AI Fund Manager Dumps Nvidia Over Memory Squeeze, Capex Risk
Chawkat Nammour of Bainbridge Partners sold his entire Nvidia stake, citing tight memory supply and rising cloud hyperscaler capital intensity that could pressure hardware margins.
Chawkat Nammour, portfolio manager at London-based Bainbridge Partners, has sold his entire Nvidia holding, citing a tightening in memory supply and rising capital intensity at cloud hyperscalers. Nammour manages the Strand fund, which invests in AI, aerospace and engineering software, and reduced the fund’s gross exposure from about 170 to roughly 100.
Nammour pointed to higher hardware requirements as a key factor. He referenced Nvidia’s Rubin Ultra platform, due in 2027, which will need greater memory capacity and faster memory performance per chip. He also said memory suppliers typically expand capacity by about 20% a year and that new, meaningful supply usually takes two to three years to come online.
That gap between rapidly growing demand for AI compute and slower memory supply has pushed memory prices higher, creating a risk of bottlenecks that could slow some AI projects. Nammour cited a Morgan Stanley projection that hyperscaler capital expenditure could reach levels last seen in the dot-com era and account for about 40% of Russell 1000 cash capex over 2026–28, a total above $2 trillion.
Memory-chip stocks have risen strongly this year, with Micron and SK Hynix reaching about $1 trillion in market value. Nammour continues to hold sizable positions in SK Hynix because he expects continued demand from cloud companies, while he sold Nvidia and trimmed overall market exposure because of concentration and leverage in parts of the tech sector.

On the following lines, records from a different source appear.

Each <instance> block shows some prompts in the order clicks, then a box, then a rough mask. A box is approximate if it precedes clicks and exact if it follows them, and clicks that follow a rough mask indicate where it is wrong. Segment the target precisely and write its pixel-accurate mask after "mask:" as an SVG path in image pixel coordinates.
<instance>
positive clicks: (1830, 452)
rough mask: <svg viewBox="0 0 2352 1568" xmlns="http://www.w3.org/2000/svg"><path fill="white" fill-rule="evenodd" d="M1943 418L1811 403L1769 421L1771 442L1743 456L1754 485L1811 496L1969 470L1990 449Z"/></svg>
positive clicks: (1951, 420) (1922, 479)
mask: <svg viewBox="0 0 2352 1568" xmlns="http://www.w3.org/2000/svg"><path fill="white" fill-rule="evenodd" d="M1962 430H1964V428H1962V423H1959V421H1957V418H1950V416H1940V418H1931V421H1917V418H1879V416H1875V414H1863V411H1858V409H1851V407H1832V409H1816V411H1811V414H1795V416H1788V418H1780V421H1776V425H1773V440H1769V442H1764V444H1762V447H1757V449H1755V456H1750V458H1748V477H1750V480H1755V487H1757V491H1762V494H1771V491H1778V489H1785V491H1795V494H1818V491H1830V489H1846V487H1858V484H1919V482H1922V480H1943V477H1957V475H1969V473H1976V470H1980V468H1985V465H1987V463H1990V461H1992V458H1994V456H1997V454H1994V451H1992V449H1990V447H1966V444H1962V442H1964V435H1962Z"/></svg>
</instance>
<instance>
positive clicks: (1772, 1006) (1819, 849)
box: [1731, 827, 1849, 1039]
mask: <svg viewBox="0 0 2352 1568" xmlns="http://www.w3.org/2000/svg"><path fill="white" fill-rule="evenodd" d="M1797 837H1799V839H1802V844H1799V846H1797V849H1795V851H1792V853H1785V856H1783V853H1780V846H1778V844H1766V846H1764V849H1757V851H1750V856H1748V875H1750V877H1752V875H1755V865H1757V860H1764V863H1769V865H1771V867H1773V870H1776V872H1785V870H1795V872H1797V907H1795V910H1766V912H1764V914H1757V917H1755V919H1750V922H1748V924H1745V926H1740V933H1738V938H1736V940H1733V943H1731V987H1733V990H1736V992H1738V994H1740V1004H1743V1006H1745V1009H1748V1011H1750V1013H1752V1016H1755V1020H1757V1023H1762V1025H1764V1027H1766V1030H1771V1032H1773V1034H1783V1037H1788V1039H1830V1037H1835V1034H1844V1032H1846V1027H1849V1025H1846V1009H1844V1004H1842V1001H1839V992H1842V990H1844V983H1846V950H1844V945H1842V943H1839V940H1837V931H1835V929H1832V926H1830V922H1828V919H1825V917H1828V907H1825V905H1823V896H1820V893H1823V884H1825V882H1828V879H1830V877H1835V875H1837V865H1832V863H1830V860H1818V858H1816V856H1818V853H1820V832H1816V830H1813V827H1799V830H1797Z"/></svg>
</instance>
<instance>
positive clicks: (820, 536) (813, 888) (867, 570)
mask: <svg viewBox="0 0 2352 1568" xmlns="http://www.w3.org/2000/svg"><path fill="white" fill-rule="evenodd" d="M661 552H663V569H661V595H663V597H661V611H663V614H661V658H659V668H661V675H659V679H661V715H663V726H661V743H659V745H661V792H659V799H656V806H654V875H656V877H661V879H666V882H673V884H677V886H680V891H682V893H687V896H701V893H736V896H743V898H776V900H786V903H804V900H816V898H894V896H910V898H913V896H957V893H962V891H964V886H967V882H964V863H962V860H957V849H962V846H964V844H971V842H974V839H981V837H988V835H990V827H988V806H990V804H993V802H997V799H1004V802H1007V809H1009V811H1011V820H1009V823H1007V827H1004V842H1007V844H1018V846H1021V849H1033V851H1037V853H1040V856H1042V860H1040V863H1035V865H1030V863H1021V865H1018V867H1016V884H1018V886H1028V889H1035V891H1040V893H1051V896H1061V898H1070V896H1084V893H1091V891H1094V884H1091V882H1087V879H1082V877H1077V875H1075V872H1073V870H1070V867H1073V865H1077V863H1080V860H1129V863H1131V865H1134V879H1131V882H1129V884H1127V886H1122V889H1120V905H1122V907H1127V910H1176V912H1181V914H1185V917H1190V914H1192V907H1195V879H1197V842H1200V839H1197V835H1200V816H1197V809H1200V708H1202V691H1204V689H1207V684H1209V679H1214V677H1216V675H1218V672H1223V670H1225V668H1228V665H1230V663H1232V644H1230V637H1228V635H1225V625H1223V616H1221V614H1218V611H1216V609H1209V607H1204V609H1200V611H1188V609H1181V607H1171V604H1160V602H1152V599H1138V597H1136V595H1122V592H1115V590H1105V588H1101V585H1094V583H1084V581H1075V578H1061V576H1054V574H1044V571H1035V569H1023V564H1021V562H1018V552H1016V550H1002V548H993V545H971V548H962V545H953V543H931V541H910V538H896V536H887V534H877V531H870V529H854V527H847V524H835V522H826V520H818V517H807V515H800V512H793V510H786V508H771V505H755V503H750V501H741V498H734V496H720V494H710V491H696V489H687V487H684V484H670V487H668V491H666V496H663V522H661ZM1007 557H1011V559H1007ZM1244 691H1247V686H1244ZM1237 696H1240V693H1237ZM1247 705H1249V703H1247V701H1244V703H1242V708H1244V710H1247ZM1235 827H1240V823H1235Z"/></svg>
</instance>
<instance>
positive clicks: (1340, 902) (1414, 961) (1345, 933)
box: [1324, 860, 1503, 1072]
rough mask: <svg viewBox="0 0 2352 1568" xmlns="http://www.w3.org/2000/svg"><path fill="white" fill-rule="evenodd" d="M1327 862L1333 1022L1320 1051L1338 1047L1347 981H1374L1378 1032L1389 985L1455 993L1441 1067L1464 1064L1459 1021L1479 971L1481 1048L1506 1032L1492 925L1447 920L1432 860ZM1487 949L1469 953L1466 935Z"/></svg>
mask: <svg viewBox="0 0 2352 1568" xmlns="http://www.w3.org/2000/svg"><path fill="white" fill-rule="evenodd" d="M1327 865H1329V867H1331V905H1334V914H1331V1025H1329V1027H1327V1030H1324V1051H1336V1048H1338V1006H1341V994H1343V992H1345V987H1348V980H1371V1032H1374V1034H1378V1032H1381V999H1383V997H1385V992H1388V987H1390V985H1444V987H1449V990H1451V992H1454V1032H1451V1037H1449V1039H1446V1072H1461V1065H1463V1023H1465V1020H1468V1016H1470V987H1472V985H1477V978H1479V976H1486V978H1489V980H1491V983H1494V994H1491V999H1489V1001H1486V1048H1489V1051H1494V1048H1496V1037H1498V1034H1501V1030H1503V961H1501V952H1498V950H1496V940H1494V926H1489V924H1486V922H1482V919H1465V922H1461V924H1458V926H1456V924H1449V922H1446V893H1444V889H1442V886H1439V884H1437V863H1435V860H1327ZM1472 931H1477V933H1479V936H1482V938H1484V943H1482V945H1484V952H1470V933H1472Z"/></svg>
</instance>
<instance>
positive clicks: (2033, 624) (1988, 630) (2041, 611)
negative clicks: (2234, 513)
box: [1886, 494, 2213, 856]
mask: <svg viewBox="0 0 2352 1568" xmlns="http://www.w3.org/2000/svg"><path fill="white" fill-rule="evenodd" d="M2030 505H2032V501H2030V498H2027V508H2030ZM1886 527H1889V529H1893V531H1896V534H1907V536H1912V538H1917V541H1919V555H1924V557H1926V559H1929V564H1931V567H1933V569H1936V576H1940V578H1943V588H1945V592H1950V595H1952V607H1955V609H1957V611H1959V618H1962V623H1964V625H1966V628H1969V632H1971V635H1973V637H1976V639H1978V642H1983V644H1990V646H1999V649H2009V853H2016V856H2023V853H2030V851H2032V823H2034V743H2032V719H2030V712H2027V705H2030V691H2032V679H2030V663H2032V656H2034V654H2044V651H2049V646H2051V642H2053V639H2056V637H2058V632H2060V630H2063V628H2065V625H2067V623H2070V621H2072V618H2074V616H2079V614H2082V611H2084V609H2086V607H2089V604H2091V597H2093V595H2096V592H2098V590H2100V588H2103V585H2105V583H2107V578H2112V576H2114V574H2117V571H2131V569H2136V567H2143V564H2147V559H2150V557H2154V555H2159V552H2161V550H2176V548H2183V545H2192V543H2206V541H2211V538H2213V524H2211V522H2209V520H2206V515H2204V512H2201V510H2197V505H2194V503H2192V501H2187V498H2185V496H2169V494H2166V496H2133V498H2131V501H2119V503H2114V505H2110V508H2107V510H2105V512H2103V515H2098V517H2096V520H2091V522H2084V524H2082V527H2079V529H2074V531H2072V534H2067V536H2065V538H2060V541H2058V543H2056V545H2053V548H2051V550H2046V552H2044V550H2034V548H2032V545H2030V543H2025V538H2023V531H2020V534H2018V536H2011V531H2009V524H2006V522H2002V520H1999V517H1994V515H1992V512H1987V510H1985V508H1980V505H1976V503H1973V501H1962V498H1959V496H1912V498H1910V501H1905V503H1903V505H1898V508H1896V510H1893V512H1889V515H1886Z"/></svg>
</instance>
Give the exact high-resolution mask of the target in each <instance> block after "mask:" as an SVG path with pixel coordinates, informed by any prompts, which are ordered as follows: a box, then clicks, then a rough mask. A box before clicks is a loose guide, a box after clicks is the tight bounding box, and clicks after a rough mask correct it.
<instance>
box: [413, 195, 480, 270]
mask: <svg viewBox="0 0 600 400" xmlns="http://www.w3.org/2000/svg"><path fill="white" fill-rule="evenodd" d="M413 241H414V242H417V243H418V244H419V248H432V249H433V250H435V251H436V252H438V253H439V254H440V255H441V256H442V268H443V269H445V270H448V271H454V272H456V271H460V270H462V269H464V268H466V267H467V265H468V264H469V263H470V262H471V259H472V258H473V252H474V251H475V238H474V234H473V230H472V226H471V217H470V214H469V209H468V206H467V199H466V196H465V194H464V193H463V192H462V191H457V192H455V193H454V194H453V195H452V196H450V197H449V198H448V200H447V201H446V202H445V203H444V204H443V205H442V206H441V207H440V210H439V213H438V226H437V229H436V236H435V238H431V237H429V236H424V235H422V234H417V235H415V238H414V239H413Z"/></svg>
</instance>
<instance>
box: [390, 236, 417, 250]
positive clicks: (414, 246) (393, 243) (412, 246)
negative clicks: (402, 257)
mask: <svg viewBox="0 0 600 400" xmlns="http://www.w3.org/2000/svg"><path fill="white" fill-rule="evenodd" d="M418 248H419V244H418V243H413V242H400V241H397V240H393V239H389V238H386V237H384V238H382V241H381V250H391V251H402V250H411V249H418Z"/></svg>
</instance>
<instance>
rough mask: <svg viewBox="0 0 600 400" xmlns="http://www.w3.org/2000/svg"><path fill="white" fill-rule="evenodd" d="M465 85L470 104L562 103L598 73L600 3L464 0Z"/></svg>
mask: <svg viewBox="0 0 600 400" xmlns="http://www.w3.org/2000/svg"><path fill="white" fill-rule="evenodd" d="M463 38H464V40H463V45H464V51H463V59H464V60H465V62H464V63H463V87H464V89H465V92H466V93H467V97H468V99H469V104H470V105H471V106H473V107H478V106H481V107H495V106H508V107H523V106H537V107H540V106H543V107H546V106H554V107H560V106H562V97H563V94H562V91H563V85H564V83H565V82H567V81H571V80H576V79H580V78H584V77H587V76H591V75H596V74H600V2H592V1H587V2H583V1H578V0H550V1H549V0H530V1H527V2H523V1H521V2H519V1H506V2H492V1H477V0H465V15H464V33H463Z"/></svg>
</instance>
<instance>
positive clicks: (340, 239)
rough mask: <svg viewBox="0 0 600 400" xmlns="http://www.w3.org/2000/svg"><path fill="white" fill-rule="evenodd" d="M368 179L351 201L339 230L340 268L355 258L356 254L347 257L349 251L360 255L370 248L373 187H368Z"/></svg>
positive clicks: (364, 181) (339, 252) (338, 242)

On aerospace, Nammour retains holdings he views as more stable. He described the industry as concentrated, with long product cycles and persistent demand from rising global travel, noting that roughly 80% of the world has never flown and that aircraft and engine markets can sustain profitable cycles lasting up to 15 years.
The fund uses automated tools across research, including news scrapers, Claude-powered models and proprietary sentiment trackers to speed analysis and monitor market perception. Nammour warned many of these AI tools are now widely used and do not automatically improve decision-making; he looks for clear cyclical turning points to guide investment choices.
The S&P 500 has posted recent record highs and several weeks of gains driven in part by inflows into large cloud companies. Nammour’s actions — selling Nvidia while keeping memory suppliers and aerospace exposure — reflect his adjustments to those market conditions.